Address test issue in QueryPhaseTimeoutTests #124327

javanna · 2025-03-07T14:20:57Z

The test that is verifying timeout handling when pulling a scorer supplier is going to always score the entire segment. The test needs to be adjusted accordingly. While at it, I added docs and clarified the tests a bit, as well as added a couple new tests that cover for timeout handling when retrieving a scorer from the scorer supplier.

Closes #124140

The test that is verifying timeout handling when pulling a scorer supplier is going to always score the entire segment. The test needs to be adjusted accordingly. While at it, I added docs and clarified the tests a bit, as well as added a couple new tests that cover for timeout handling when retrieving a scorer from the scorer supplier. Closes elastic#124140

elasticsearchmachine · 2025-03-07T14:21:27Z

Pinging @elastic/es-search-foundations (Team:Search Foundations)

cbuescher · 2025-03-07T16:28:09Z

server/src/test/java/org/elasticsearch/search/query/QueryPhaseTimeoutTests.java

        assumeTrue("Test requires more than one segment", reader.leaves().size() > 1);
        int size = randomBoolean() ? 0 : randomIntBetween(100, 500);
-        scorerTimeoutTest(size, context -> {
+        scorerSupplierTimeoutTest(size, context -> {


I've been reading TimeoutQuery and MatchAllWeight defined in this test class but I'm still not sure how the function passed in triggers the timeout. At least that's what I'm supposing its doing given its name. Maybe its possible to explain this for future readers somehow?

I think I found something in ContextIndexSearcher#getTimeoutCheck that pulls things from the search context that we override in "createSearchContextWithTimeout", is that the mechanism? Not that obvious unfortunately if it is.

I thought the new javadocs would help explaining this.

Test that a timeout is appropriately handled when the (exitable) directory reader raises it while loading terms enum as the scorer is retrieved from the scorer supplier.

The idea of these tests is that a timeout can be raised from different places: either because we wrap the bulk scorer with a cancellable one, or via the exitable directory reader that wraps the original reader. Because a timeout can be raised from different places, it's easy to miss and to forget handling the corresponding exception. The reason why the timeout is thrown is because we flip shouldTimeout in the search context. I am adding a bit more comments.

cbuescher

Thanks for looking into this test. I took a first pass and left mostly questions and suggestions to maybe improve some documentation as I find this test hard to understand.
Another question because I saw the backport labels: from investigating the issue in #124140 I thought we might have introduced a change somewhere with Lucene 10.1, but now it sounds like the test assumptions might have been wrong even before that? Why does the repro line from the issue then clearly reproduce the failure after the Lucene 10.1 update but not before, do you have any theory on that? Or am I missunderstanding something?

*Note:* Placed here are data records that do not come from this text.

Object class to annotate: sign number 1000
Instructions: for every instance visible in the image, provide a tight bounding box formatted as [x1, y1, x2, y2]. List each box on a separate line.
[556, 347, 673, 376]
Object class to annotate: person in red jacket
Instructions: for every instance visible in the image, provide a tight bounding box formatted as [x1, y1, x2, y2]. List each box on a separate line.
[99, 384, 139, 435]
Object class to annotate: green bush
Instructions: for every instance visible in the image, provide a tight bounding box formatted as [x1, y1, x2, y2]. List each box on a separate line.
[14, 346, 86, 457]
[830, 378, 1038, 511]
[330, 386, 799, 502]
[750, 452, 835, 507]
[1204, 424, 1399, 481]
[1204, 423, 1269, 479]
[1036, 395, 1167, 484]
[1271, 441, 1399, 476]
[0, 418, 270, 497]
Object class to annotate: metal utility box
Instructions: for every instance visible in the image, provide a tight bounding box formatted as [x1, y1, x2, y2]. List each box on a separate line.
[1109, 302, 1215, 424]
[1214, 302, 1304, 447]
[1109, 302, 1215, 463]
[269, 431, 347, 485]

cbuescher · 2025-03-07T16:28:49Z

server/src/test/java/org/elasticsearch/search/query/QueryPhaseTimeoutTests.java

                assertTrue(context.queryResult().searchTimedOut());
                int firstSegmentMaxDoc = reader.leaves().get(0).reader().maxDoc();
-                assertEquals(Math.min(2048, firstSegmentMaxDoc), context.queryResult().topDocs().topDocs.totalHits.value());
+                // we are artificially raising the timeout when pulling the scorer supplier.


same here: I've been trying to grok this but am most likely missing where the timeout is happening and why.

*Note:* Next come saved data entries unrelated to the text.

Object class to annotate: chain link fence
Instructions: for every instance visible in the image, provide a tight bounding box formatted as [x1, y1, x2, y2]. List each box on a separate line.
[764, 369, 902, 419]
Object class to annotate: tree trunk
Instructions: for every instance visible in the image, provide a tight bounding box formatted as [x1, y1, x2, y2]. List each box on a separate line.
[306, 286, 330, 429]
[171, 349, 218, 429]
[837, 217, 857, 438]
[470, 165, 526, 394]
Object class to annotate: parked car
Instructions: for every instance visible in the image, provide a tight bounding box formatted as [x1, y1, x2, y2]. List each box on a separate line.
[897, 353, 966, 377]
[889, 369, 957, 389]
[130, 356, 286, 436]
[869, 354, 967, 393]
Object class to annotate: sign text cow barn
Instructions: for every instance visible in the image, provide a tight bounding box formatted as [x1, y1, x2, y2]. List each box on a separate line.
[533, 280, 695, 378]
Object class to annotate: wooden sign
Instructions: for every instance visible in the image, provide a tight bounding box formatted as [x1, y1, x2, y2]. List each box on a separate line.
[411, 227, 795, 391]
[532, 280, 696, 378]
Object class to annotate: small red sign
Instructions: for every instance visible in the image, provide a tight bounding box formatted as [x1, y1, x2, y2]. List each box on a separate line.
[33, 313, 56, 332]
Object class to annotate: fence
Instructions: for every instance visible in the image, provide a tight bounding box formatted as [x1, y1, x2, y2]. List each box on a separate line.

cbuescher · 2025-03-07T16:35:53Z

server/src/test/java/org/elasticsearch/search/query/QueryPhaseTimeoutTests.java

        assumeTrue("Test requires more than one segment", reader.leaves().size() > 1);
        int size = randomBoolean() ? 0 : randomIntBetween(100, 500);
-        scorerTimeoutTest(size, context -> {
+        scorerSupplierTimeoutTest(size, context -> {


I think I found something in ContextIndexSearcher#getTimeoutCheck that pulls things from the search context that we override in "createSearchContextWithTimeout", is that the mechanism? Not that obvious unfortunately if it is.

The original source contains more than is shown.